2004
Доклады БГУИР
январь- март
№ 1
YffK 621.382
FPGA BASED REAL TIME HAND DETECTION BY MEANS OF COLOUR SEGMENTATION
M. KRIPS, J. VELTEN, A. KUMMERT
Communication Theory Faculty of Electrical, Information and Media Engineering,
University of Wuppertal, Rainer-Gruenter-Strasse 21, 42119 Wuppertal, Germany
Submitted 20 November 2003
Colour is an important feature for object classification in digital video images, where shape-based techniques are not practicable. This can be the case, if real-time processing has to be applied to situations, where many candidate shapes can occur. However, colour can be represented in different colour spaces. Which of them is appropriate cannot be fixed in general for all purposes. In this paper, the influence of colour space is illustrated by an FPGA based real time hand detection system. The latter presents a challenging problem, where shape-based approaches are unpromising. This detection system consists of an artificial neural network, which classifies particular single pixels whether they belong to the hand or to the background. Successive use of binary morphological operations improves results.

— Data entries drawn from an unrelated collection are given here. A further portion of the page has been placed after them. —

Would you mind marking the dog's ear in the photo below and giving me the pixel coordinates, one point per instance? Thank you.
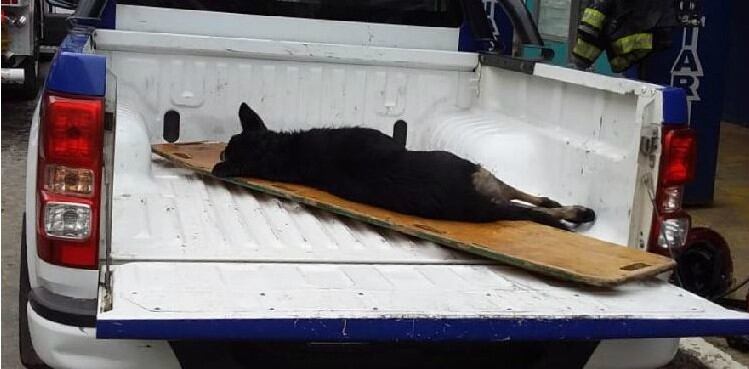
(250, 120)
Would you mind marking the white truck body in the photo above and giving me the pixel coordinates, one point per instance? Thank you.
(191, 257)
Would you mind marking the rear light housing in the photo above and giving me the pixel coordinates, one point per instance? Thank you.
(69, 177)
(671, 223)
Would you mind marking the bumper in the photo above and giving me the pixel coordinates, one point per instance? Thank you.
(12, 75)
(63, 346)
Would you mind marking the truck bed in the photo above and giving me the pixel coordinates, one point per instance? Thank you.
(192, 258)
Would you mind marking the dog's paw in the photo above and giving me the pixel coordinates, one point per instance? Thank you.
(549, 203)
(583, 215)
(223, 170)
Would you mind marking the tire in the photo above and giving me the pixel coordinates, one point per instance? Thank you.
(29, 358)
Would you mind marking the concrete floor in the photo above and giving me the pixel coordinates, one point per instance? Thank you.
(729, 215)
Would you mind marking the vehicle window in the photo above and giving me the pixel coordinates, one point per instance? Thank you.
(431, 13)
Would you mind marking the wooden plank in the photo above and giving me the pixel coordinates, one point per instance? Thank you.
(531, 246)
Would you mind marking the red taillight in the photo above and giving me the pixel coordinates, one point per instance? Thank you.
(69, 179)
(670, 223)
(679, 154)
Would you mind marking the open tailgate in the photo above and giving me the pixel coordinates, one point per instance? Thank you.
(359, 302)
(193, 258)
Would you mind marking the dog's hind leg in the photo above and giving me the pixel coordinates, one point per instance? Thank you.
(574, 214)
(501, 193)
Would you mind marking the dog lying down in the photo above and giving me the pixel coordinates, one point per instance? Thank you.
(367, 166)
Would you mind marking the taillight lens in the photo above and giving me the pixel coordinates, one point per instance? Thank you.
(73, 130)
(670, 223)
(68, 180)
(679, 154)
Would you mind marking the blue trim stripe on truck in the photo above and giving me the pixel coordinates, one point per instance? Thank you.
(73, 71)
(674, 105)
(416, 330)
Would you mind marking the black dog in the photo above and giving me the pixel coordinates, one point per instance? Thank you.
(367, 166)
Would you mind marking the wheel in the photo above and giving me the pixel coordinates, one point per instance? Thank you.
(29, 358)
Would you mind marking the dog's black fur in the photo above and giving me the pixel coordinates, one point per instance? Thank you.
(367, 166)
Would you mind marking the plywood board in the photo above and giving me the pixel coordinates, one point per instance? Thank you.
(531, 246)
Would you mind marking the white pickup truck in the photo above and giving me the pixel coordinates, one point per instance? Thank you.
(129, 259)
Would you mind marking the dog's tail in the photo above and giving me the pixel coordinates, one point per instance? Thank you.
(518, 212)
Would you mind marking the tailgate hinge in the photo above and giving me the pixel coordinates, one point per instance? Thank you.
(649, 141)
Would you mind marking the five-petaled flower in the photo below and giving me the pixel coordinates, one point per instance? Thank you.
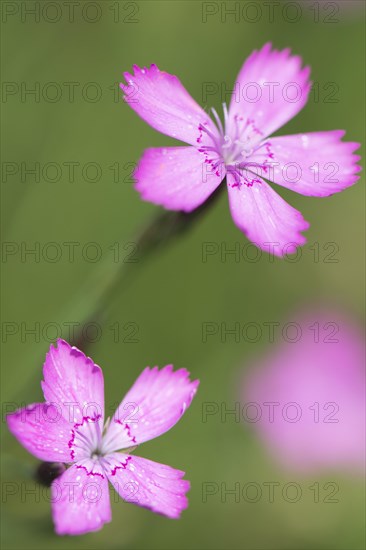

Keywords: artificial neural network, colour spaces, digital image processing, binary morphological operation, filed programmable gate-array.
Introduction
Digital video image processing is of growing interest, due to decreasing prices for (digital) cameras and powerful computers. Range of applications enlarges rapidly, especially in the field of industrial applications. Video image analysis is applied to tasks, where correct positions or orientations of components must be checked. For most of these tasks a monochrome camera is used and the shape of objects enables classification. If there are too many different shapes for one object, classification time explodes. An example for such a problem is hand detection in digital video images. Here, classification based on shape comparison is inapplicable. Especially, if detection has to be done in real time, other features have to be used. Colour can be such a powerful feature, which can be used by using a colour charge coupling device (CCD) camera. For hand detection, not only a single colour but a set of colours has to be classified as belonging to hand and skin, respectively. Therefore, an adaptive segmentation approach by means of artificial neural networks has been chosen. In this context, different colour space representations have to be investigated concerning their suitability for neural network based classification schemes. This aspect is of major importance for the presented detection system, since classification has to be done based on the information of a single pixel. Information stemming from the neighbourhood of the actual pixel is not taken into account at this first processing step. The advantage of this single-pixel based approach can be seen in the fact that very high processing speed can be obtained, since a continuous data stream is processed. Furthermore, no storage of complete colour images is needed during the classification process.
Classification
Detection of hands in digital video images can be described as a classification of each single input pixel into one of two classes Sj and s2, where Sj denotes the class of hand and skin, respectively, and s2 denotes the background. Obviously, this classification is not a linearly separable problem. Therefore, a multilayer feed-forward network is used for classification purpose [1]. The choice of this type of neural network was endorsed by the demand on a reconfigurable hardware implementation by means of an FPGA (Field Programmable Gate-Array). The latter can be easily used since only a few modifications of the algorithms developed on a software platform are required for an implementation by VHDL [2]. The neuron's architecture consists of a linear combiner followed by an activation function. Except for the output neuron, where a logistic function is used, the hyperbolic tangent is applied. Processing time minimization implies the use of a neural network, where number of neurons and layers is as small as possible. If the neural network is realized as a software solution on a computer, both aspects have influence on processing time. However, if it is implemented in hardware, the advantage of parallel processing can be used. In this case, processing time is proportional to the number of layers but does not depend on the number of neurons within a layer. Nevertheless, the number of neurons per layer cannot be increased arbitrarily, since the effort of hardware will increase accordingly. Therefore, the size of neural networks varies between 3/3/1 and 3/3/4/8/4/1, where 3/3/1 denotes a network with three neurons in the input layer, three neurons in the hidden layer and one neuron in the output layer. Please notice, the input layer only provides the inputs and does not require computations. All networks considered consist of three input neurons, as information of a single pixel is given by a tristimulus in all colour spaces considered in the following. For all of them the training of neural networks has been done by a variant of backpropagation, namely Levenberg-Marquardt [3]. For network learning, a training pattern consisting of a subset of an original frame and a binary reference output created manually by means of graphical software was used.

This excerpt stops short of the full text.